What Happens When You Let Your House Go Into Foreclosure?


A foreclosure initiates when your mortgage company is unable to collect your mortgage payments. Your lender forecloses and takes possession of your house to sell the house in order to be paid. The process takes about four months. During the first three months, you can bring your loan current and remain in your home. After three months, you will need to refinance the property if you want to keep it. You will find this difficult with a foreclosure on your credit report.

Foreclosure Basics

A foreclosure action starts when your lender files a notice of intent to foreclose. If you do not respond to this, the lender will file a formal notice of foreclosure. You will receive a foreclosure notice in the mail and your lender will put another notice near, or on, your front door. If you do not bring your mortgage current during that period, you will receive a notice of sale, specifying the date and time that your lender will sell your home at auction.

Loan Modification

When you receive the notice of intent to foreclose, contact your lender and ask if you qualify for a loan modification. If possible, you should ask this as soon as you determine you are having financial difficulties. A loan modification will allow you to remain in your home with a lower monthly mortgage payment. If your payments are delinquent, your lender can usually add them to the principal balance so that you do not need to catch up on your payments.

Short Sale

If you do not qualify for a loan modification, ask about a short sale. A short sale will let you sell your house for its current market value. It will also allow you to remain in your home until it sells. Your lender will expect you to cooperate with the real estate agent you select to sell your home. This will give you some time to save money for deposits and moving expenses while your home is for sale, since your lender does not expect you to make mortgage payments while the house is on the market.
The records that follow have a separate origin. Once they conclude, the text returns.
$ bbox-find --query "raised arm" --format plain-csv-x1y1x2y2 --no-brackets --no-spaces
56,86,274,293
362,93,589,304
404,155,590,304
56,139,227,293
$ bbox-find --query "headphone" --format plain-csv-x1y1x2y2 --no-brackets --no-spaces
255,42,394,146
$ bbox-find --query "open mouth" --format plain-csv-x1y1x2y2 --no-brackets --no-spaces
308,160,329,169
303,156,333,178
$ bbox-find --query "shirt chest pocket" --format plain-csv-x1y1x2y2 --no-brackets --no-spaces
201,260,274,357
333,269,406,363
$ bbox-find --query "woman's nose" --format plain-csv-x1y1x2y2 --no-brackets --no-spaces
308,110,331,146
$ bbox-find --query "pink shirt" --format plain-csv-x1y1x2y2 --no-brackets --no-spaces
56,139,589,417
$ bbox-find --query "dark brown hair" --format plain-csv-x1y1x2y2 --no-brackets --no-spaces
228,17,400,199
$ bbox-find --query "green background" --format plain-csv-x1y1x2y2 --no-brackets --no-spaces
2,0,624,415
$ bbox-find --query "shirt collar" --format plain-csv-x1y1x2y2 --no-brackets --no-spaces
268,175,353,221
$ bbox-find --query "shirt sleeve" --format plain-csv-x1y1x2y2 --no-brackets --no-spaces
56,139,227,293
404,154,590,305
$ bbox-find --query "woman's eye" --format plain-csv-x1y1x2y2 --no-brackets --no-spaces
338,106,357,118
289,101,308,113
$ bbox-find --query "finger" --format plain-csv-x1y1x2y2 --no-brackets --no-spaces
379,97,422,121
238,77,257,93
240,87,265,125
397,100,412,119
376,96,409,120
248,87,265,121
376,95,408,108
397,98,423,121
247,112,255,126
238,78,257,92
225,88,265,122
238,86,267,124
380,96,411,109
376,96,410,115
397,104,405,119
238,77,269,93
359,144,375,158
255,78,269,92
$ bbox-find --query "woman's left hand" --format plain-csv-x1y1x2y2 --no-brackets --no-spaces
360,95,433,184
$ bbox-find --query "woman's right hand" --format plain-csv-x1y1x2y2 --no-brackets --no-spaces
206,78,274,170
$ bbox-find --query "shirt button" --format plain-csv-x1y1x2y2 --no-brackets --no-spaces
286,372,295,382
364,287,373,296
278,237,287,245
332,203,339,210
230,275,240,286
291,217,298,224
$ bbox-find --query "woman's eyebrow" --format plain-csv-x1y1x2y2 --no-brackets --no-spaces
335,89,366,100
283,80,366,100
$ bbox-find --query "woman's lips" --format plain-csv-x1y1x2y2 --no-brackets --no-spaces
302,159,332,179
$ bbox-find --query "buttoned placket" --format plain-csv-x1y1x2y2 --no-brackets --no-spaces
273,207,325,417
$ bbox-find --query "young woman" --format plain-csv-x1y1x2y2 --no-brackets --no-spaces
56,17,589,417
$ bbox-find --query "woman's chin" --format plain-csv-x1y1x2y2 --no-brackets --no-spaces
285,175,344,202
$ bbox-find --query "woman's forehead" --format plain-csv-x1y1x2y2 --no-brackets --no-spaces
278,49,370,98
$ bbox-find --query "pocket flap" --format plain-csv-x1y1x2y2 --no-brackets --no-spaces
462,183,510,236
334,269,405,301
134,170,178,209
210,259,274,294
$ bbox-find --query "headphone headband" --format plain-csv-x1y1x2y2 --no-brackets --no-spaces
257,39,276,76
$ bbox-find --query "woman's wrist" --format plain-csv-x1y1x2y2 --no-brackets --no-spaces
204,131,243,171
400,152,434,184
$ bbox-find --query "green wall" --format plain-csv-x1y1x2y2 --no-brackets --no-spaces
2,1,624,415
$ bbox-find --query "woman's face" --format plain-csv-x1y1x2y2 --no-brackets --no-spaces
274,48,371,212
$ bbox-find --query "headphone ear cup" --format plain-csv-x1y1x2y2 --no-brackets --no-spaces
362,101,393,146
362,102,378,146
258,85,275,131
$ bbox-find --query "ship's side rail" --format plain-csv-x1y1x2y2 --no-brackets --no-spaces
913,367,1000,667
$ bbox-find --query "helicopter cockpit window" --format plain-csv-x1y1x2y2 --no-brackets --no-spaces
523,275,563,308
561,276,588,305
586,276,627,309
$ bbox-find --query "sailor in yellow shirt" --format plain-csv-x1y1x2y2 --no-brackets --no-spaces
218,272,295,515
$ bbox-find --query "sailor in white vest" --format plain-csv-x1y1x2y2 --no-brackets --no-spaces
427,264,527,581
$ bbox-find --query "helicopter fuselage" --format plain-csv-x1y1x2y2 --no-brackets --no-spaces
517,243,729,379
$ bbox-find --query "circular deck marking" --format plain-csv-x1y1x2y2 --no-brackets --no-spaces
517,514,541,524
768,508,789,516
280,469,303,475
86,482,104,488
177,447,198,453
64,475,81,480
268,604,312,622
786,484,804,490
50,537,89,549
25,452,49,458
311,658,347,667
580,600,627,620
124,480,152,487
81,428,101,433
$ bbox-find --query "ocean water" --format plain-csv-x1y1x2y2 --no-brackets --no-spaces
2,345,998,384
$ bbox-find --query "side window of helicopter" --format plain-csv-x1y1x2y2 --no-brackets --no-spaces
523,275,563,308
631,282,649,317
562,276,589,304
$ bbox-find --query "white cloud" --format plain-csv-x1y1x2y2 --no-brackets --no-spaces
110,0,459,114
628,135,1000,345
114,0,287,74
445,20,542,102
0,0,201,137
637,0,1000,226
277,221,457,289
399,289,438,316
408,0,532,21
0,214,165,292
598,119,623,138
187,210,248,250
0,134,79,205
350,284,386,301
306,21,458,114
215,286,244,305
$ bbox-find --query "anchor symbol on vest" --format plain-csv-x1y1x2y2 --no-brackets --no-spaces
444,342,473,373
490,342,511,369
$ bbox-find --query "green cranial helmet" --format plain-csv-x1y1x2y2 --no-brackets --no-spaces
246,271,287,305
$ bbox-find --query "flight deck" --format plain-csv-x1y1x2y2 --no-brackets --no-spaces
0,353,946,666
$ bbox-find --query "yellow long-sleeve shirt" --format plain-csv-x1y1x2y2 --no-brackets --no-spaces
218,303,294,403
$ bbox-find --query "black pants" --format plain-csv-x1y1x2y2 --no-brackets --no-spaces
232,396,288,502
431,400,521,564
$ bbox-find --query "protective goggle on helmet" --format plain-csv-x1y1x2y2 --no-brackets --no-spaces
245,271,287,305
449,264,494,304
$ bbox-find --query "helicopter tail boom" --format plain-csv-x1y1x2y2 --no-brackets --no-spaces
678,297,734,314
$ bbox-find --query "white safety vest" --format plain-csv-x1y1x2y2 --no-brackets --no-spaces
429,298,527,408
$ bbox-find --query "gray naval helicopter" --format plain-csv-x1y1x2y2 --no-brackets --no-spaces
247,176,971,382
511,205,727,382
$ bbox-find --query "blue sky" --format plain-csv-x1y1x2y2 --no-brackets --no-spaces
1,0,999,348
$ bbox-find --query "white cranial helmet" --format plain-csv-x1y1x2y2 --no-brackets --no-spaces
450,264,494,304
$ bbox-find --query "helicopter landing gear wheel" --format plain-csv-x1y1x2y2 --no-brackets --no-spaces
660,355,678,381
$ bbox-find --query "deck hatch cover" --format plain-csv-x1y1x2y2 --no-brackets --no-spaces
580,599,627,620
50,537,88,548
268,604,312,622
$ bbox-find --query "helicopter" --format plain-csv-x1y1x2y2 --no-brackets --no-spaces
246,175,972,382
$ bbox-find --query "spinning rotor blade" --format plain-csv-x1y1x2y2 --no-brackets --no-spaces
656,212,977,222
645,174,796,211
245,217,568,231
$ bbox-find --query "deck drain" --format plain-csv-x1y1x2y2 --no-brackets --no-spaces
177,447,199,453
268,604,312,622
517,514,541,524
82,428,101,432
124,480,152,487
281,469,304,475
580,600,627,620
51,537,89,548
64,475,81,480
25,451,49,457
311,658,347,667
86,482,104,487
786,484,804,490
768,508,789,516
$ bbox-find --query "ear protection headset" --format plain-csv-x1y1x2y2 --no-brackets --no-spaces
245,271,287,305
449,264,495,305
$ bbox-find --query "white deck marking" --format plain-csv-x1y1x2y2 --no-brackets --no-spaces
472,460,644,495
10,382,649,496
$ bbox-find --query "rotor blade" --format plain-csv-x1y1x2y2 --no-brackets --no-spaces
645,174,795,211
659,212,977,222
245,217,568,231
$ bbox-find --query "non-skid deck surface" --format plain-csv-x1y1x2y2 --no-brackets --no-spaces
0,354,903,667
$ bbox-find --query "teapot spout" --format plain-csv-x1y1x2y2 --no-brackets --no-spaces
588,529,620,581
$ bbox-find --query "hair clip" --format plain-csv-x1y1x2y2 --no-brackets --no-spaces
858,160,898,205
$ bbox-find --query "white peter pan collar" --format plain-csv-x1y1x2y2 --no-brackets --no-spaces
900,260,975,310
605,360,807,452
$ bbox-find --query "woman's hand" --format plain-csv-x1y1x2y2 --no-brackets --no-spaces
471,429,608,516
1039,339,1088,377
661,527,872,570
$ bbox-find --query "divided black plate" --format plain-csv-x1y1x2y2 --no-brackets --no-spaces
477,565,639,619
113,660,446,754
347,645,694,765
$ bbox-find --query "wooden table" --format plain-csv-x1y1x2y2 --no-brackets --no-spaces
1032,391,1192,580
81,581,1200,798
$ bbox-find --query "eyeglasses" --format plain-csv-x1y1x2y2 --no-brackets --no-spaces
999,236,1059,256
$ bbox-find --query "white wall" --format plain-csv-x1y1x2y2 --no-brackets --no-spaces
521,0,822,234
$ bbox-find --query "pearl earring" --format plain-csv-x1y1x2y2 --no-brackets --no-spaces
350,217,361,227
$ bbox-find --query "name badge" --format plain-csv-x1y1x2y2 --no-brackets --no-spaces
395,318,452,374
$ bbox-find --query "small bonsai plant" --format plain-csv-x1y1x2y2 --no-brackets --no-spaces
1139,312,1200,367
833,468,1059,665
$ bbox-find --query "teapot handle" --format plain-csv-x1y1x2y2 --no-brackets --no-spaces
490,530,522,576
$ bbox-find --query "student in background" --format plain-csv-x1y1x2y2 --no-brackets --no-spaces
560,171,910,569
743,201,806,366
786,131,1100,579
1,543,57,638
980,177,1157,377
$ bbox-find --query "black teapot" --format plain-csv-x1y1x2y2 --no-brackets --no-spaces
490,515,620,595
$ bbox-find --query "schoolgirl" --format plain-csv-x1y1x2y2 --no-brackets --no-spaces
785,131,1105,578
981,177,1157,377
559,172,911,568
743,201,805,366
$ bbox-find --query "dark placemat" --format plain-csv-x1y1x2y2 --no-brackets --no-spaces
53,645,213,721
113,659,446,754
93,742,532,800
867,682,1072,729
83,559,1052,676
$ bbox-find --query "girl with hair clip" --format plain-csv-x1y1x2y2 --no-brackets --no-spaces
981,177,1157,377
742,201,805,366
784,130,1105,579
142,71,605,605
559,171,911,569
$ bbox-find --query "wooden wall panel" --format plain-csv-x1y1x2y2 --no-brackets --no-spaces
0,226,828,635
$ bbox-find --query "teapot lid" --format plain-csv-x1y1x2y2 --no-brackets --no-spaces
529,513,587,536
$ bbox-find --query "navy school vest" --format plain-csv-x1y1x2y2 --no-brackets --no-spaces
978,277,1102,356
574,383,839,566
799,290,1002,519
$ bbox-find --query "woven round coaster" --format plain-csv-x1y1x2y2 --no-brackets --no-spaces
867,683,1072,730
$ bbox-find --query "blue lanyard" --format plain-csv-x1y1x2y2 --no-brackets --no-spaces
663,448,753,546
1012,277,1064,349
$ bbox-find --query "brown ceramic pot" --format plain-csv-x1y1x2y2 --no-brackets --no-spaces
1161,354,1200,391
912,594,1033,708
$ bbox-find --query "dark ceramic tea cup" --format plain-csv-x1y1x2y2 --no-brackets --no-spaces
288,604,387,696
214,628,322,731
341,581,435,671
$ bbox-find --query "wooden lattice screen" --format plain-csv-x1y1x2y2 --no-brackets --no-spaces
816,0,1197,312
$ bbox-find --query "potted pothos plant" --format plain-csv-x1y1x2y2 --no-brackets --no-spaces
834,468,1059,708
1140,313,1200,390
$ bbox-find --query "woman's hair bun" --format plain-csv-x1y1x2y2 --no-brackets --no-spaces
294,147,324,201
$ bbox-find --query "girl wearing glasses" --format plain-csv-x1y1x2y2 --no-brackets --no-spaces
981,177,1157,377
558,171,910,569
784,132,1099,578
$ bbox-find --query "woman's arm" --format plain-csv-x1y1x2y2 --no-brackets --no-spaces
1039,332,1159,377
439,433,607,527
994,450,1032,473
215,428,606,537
If you do not arrange for a loan modification or a short sale, the foreclosure sale will take place on the specified sale date. You and any other residents in your home will have to move out within a few days of the sale. Short sales and loan modifications will always be a better alternative to foreclosure. Foreclosures cost your lender a lot of money. The lender will come out ahead if you can work out an arrangement instead of letting your home go to a foreclosure sale. In addition, you will avoid a foreclosure on your credit report. Foreclosures remain on your credit report for seven years. You will not be able to obtain a conventional mortgage loan for four years or an FHA loan for three years. This is assuming that you work hard to establish additional lines of credit.